Single by Toni Pearen

from the album Intimate
- B-side: "I Got the Vibe"
- Released: 5 April 1993
- Genre: Pop
- Length: 4:15
- Label: Mushroom
- Songwriter(s): Jenn Forbes, P. Northcote
- Producer(s): Peter Blyton

Toni Pearen singles chronology
| "In Your Room" (1992) | "I Want You" (1993) | "Walkaway Lover" (1994) |

= I Want You (Toni Pearen song) =

1993 single by Toni Pearen

"I Want You" is the second single released by Australian actress and singer Toni Pearen. Released in March 1993, the song peaked at number 10 on the Australian ARIA Singles Chart on 23 May 1993, spending 16 weeks in the top 50, and was certified gold during its 10th week in the top 20. "I Want You" garnered Toni Pearen an ARIA Award nomination for Best Pop Release in 1994, her only ARIA nomination.

==Background==
Toni Pearen had launched her music career in 1992 with the release of her top-10 debut single "In Your Room", after having been a popular cast member of the Australian drama series E Street.
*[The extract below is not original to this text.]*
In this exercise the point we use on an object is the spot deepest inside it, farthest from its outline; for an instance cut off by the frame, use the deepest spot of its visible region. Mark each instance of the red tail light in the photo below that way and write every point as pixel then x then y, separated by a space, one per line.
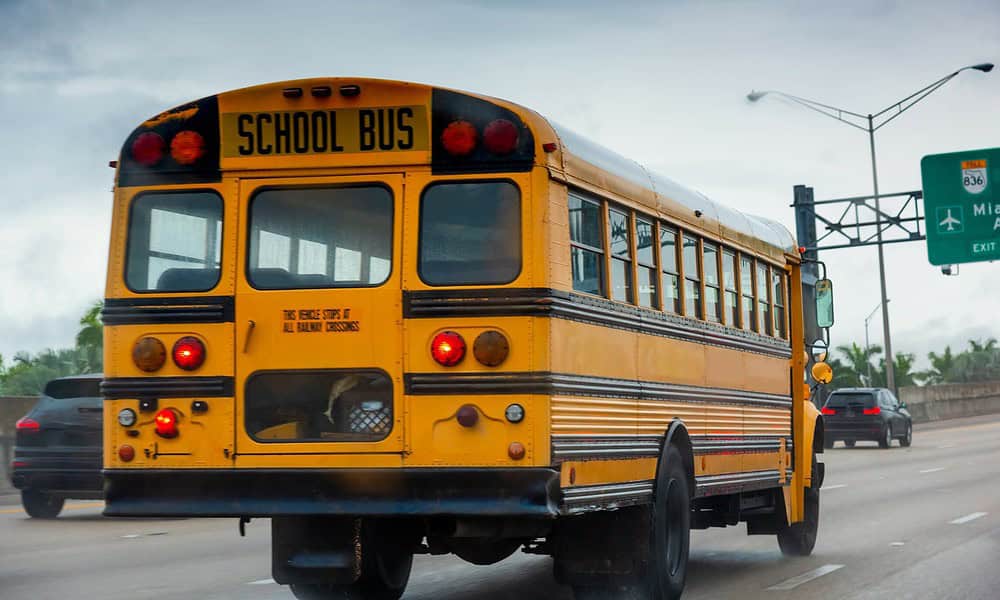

After the success her fellow E Street co-star Melissa Tkautz had with her number one single "Read My Lips", Pearen was quickly signed to Mushroom Records and started recording songs.

==Track listings==
Australian CD single
1. "I Want You"
2. "I Got the Vibe"

Australian CD digipak and cassette single
A1. "I Want You"
A2. "I Got the Vibe"
B1. "I Want You" (extended mix)
B2. "I Want You" (extended dub)

==Charts==

===Weekly charts===

| Chart (1993) | Peak position |
|---|---|
| Australia (ARIA) | 10 |

===Year-end charts===

| Chart (1993) | Position |
|---|---|
| Australia (ARIA) | 52 |

==Certifications==

| Region | Certification | Certified units/sales |
| Australia (ARIA) | Gold | 35,000^{^} |
^{^} Shipments figures based on certification alone.